The desire for economic power was one such incentive, and this began with the demise of Mao Zedong and the rise of Deng Xiaoping beginning in 1978. What took this growing economic power, however, to seek strategic self-sufficiency and power projection dreams was, however, more a fear of what emerged as the threat of unfettered U.S. military intervention. This, for Beijing, seemed to take on new urgency with the war by U.S. President Bill Clinton against Serbia in 1999. On May 7, 1999, during the NATO bombing of Belgrade (during Operation Allied Force), five U.S. JDAM guided bombs hit the PRC embassy in what was perceived as a deliberate act.

There were other factors, but this galvanized Chinese thinking, and the need to gain sufficient strategic prestige to ensure that the PRC’s future was not again ever constrained by the U.S. As a result of all the factors, the PRC developed the capabilities to ensure that it could defend its territory and immediate geographic region, and could project power abroad.

Similar fears and perceived slights now galvanize Russian strategic planning. Western dismissals of Russian (or, in the past, PRC) capabilities or prestige merely serve to galvanize a spirit of competitiveness and a search for dignity. A resurgence not perceived as possible by those assessing their rivals on the basis of a linear extrapolation of recent observations thus becomes possible. The Israeli dismissal of Egyptian capabilities after the 1967 Six Day War led directly to the Egyptian resurgence and successes of the October 1973 War.

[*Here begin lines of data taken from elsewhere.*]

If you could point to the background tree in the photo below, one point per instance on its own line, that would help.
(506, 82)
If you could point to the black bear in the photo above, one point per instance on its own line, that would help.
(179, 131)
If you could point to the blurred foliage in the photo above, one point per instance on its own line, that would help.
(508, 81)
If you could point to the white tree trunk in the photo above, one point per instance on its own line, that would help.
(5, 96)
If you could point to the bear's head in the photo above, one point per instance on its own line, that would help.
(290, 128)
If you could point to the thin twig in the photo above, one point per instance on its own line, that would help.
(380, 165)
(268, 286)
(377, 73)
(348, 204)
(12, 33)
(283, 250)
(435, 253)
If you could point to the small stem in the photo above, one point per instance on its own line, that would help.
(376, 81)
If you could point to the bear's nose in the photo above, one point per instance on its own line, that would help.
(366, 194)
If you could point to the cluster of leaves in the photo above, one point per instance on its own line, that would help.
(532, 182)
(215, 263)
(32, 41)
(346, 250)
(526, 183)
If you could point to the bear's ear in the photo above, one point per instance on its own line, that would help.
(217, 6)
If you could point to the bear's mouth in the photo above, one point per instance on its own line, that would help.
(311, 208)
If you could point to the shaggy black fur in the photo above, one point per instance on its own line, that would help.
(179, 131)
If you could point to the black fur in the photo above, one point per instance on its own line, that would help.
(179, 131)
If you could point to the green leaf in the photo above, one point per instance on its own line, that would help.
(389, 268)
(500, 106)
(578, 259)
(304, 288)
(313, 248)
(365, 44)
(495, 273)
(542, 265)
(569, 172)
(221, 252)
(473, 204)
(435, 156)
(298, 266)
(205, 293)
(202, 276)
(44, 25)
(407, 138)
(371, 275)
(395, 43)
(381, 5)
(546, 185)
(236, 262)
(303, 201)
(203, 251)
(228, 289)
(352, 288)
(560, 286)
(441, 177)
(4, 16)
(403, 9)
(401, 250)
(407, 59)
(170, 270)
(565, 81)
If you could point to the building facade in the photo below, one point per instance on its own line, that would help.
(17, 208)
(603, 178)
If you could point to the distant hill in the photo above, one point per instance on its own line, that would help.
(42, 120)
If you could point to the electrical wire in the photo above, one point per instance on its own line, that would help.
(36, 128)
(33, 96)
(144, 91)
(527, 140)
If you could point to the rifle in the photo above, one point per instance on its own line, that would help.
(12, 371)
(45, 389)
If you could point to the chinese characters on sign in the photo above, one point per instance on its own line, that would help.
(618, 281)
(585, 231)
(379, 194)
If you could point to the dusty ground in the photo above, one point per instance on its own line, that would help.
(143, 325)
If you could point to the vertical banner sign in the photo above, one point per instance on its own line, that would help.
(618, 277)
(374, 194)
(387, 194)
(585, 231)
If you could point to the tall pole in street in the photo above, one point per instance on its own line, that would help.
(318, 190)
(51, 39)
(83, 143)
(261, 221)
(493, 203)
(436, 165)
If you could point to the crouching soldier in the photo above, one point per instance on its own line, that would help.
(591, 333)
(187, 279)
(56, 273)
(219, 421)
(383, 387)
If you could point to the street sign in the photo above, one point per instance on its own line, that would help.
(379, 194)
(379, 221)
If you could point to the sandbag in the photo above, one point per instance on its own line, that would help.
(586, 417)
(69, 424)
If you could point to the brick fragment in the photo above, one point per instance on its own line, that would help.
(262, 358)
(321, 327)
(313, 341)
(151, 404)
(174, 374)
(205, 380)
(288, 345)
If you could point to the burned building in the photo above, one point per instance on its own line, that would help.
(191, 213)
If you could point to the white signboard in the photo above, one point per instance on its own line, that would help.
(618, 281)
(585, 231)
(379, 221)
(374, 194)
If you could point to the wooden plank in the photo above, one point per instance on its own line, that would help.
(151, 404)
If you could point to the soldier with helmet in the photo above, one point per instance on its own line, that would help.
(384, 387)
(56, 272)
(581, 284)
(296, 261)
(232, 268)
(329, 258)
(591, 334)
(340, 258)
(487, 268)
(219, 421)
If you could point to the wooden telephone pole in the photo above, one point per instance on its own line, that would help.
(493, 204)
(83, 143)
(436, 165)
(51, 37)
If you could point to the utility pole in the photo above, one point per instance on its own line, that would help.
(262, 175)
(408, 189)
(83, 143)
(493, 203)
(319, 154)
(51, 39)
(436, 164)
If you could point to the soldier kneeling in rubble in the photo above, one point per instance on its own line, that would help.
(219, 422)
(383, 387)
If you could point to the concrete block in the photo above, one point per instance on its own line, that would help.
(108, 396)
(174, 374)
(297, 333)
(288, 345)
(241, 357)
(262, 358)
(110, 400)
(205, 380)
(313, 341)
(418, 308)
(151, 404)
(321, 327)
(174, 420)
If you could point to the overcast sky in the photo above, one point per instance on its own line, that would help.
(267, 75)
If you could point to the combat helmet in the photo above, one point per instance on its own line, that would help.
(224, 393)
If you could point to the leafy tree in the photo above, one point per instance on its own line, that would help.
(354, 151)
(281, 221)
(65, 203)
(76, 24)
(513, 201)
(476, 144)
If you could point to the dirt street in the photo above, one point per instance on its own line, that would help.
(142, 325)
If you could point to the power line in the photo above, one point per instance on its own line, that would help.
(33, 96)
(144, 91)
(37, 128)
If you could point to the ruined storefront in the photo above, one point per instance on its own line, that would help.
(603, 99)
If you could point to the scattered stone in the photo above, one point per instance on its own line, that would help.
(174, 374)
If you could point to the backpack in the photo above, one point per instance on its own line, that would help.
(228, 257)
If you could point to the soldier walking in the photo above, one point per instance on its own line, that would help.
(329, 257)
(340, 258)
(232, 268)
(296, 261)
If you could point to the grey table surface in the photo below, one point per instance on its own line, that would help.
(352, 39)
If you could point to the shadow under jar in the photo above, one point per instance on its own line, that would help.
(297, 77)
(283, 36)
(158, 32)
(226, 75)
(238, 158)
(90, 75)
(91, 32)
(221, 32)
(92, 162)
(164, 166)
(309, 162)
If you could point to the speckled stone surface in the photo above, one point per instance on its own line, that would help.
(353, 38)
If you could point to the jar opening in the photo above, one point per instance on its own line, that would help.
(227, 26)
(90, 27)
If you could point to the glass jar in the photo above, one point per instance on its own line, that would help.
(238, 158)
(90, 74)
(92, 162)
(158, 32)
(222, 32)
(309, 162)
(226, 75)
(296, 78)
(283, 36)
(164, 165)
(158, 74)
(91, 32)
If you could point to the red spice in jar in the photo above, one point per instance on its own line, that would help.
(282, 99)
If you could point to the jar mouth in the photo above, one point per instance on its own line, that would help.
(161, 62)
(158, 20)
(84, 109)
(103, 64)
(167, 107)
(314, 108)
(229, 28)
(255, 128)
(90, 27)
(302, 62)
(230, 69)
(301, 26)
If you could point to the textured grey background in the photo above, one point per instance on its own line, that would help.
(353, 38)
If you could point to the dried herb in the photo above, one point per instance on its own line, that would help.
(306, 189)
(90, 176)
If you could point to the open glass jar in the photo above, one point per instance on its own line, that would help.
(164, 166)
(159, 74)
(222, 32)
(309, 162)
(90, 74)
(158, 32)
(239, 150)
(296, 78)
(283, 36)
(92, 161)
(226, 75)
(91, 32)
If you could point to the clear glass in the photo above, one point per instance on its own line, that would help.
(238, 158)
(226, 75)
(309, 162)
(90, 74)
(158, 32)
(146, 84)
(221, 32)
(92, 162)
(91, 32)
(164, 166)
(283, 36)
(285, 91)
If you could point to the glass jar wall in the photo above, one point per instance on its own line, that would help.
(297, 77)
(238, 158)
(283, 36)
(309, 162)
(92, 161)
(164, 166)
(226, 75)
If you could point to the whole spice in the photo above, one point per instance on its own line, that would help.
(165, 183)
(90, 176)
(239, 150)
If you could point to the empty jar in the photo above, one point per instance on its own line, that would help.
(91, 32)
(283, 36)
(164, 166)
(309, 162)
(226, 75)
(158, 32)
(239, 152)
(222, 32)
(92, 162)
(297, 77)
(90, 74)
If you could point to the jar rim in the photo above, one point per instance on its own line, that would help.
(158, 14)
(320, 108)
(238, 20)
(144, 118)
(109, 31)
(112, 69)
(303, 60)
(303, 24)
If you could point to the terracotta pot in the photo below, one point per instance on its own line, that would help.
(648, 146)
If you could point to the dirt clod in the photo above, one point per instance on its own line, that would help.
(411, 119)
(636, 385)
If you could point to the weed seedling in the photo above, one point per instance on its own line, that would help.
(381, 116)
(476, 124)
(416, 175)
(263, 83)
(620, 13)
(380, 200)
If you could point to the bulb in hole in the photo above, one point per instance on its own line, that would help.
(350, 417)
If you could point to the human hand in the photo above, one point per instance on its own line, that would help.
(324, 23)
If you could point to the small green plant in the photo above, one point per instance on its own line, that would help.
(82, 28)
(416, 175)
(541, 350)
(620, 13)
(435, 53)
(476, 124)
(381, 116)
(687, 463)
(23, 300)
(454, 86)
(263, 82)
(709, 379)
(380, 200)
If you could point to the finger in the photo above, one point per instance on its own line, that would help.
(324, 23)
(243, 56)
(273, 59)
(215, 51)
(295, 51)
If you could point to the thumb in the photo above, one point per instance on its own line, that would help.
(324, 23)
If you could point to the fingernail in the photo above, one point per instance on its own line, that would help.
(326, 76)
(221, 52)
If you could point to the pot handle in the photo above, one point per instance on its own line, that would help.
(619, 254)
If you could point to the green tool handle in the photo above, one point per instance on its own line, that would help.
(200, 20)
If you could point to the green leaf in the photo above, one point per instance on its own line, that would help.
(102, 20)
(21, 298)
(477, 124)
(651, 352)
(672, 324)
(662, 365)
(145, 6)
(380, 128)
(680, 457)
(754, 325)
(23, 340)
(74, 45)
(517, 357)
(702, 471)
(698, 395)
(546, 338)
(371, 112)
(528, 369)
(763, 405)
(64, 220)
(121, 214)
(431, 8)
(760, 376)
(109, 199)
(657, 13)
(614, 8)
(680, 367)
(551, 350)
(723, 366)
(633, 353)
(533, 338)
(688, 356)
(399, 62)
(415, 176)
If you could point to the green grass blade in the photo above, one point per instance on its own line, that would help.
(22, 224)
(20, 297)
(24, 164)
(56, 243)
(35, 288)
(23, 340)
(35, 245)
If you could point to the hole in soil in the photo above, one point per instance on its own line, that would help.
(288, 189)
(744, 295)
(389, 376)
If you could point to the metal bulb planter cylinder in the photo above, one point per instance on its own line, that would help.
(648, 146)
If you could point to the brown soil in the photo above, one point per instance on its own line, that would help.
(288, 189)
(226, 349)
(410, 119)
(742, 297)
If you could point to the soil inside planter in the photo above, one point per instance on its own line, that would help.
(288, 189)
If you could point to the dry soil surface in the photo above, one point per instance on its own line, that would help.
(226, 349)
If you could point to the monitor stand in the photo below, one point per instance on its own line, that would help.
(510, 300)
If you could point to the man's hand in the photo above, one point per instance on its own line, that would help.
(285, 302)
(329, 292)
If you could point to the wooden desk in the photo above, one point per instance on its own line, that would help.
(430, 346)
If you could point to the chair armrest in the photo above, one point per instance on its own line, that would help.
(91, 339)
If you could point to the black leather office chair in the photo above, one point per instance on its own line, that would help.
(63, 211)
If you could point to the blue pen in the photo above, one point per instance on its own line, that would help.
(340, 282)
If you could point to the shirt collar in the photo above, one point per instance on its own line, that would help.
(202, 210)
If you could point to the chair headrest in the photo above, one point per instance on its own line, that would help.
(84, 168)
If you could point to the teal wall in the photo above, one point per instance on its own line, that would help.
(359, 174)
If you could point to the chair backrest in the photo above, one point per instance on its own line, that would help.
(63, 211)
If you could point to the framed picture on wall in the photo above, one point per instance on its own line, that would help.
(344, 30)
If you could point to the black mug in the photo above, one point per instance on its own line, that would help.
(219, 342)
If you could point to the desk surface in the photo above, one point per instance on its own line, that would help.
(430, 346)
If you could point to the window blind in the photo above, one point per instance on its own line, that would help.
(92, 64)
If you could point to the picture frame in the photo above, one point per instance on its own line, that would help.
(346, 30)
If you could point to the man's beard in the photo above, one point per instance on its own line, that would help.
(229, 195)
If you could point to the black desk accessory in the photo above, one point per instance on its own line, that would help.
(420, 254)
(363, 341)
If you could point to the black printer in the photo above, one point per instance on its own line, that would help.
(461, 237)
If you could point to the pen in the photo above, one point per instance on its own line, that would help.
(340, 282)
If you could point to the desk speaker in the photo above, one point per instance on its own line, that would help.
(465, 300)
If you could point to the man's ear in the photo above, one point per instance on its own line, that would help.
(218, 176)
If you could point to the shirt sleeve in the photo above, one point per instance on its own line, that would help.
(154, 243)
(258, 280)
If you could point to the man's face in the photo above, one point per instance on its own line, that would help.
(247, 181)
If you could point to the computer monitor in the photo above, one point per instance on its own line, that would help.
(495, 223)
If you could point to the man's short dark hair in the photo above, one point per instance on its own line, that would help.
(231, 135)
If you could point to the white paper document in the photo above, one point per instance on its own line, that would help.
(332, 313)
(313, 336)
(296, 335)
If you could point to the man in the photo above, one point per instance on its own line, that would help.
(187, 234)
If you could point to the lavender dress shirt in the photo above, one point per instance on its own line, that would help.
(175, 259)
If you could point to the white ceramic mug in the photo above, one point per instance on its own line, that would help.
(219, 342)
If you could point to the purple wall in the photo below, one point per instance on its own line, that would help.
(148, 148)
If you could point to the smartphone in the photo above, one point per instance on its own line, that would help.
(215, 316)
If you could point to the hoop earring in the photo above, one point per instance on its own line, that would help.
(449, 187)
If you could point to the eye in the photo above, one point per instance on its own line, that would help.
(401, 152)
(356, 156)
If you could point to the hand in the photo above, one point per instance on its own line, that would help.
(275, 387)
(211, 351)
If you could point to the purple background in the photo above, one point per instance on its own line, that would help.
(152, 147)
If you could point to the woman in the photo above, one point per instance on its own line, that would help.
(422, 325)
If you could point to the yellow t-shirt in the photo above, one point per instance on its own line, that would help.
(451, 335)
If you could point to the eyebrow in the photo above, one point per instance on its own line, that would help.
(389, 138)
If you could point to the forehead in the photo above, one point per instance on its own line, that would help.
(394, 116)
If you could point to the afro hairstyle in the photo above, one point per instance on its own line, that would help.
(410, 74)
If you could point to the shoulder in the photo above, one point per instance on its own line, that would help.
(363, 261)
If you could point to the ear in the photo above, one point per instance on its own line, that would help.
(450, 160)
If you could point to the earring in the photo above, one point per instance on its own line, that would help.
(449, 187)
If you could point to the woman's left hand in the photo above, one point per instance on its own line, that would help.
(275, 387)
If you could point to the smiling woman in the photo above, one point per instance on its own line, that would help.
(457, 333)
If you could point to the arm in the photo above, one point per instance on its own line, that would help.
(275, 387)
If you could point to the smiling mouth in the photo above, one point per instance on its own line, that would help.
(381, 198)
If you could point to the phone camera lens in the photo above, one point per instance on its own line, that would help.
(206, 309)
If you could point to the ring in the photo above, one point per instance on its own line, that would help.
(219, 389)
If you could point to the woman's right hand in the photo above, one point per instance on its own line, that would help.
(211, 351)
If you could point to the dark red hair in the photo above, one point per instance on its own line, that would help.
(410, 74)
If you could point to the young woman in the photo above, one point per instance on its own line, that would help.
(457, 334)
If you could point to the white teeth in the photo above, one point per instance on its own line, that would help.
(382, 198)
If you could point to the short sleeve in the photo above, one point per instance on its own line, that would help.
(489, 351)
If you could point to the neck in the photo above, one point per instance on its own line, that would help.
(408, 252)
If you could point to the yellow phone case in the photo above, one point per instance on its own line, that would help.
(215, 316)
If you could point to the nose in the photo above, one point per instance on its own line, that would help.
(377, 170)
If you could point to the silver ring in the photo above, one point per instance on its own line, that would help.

Now, after the U.S. challenge over Ukraine, Russia plans a major expansion of its nuclear deterrent, and the rebuilding of its strategic and long-range aviation assets and its precision weapons, and much more in the 2016-25 time frame. It had already committed some $540 billion to its 2011-20 defense investment plan, including the development of its “future long-range air system” (the PAK-DA).

The lesson here is to be humble in victory and to transform former enemies into friends. The U.S. did not learn that lesson following the end of the Cold War, much as the architects of that victory — U.S. President Ronald Reagan and UK Prime Minister Margaret Thatcher — sought a post-Cold War rapprochement.

Today, the development of PRC weapons and capabilities, in particular, means that the great U.S. weapons platforms — particularly carrier battle groups and sea and land-based strike aircraft — lack the ability to penetrate PRC defenses to sustain operations against the Chinese heartland, or to sufficiently support U.S. allies in Southeast Asia or East Asia.

Is the U.S. answer merely to attempt to step up the range of its carrier-based F-35 aircraft and also to await the commissioning of the still-undefined LRS-B (long range strike bomber? Or somehow extend the range of the Unmanned Carrier Launched Airborne Surveillance and Strike (UCLASS)? This is the linearist approach, and fails to address the improvements in PRC air defenses or the unaddressed vulnerability of U.S. land- and sea-based assets in the Pacific.

The only way to play catch-up is not to play that game at all, but to switch to leap-frog. Only by leap-frogging the capabilities of the PRC and others can the U.S. and the West hope to regain strategic leadership. But it is not merely about “abandoning the battleships”, and embracing new technologies; it is about rebuilding strategic prestige and flexibility.

I stressed, in UnCivilization: Urban Geopolitics in a Time of Chaos, that Western civilization had become sclerotic through entitlement, bureaucracy, political correctness, and taxation.

The ability to rapidly evolve new technologies is diminished by the decline in scientific and industrial flexibility and constraints against investment.

Clean-sheet thinking on defense is a start, but if strategic momentum is to be achieved it must include freeing economies, restoring free speech (and ending hysteria-inducing political correctness), and re-evaluating how to deal with allies and rivals.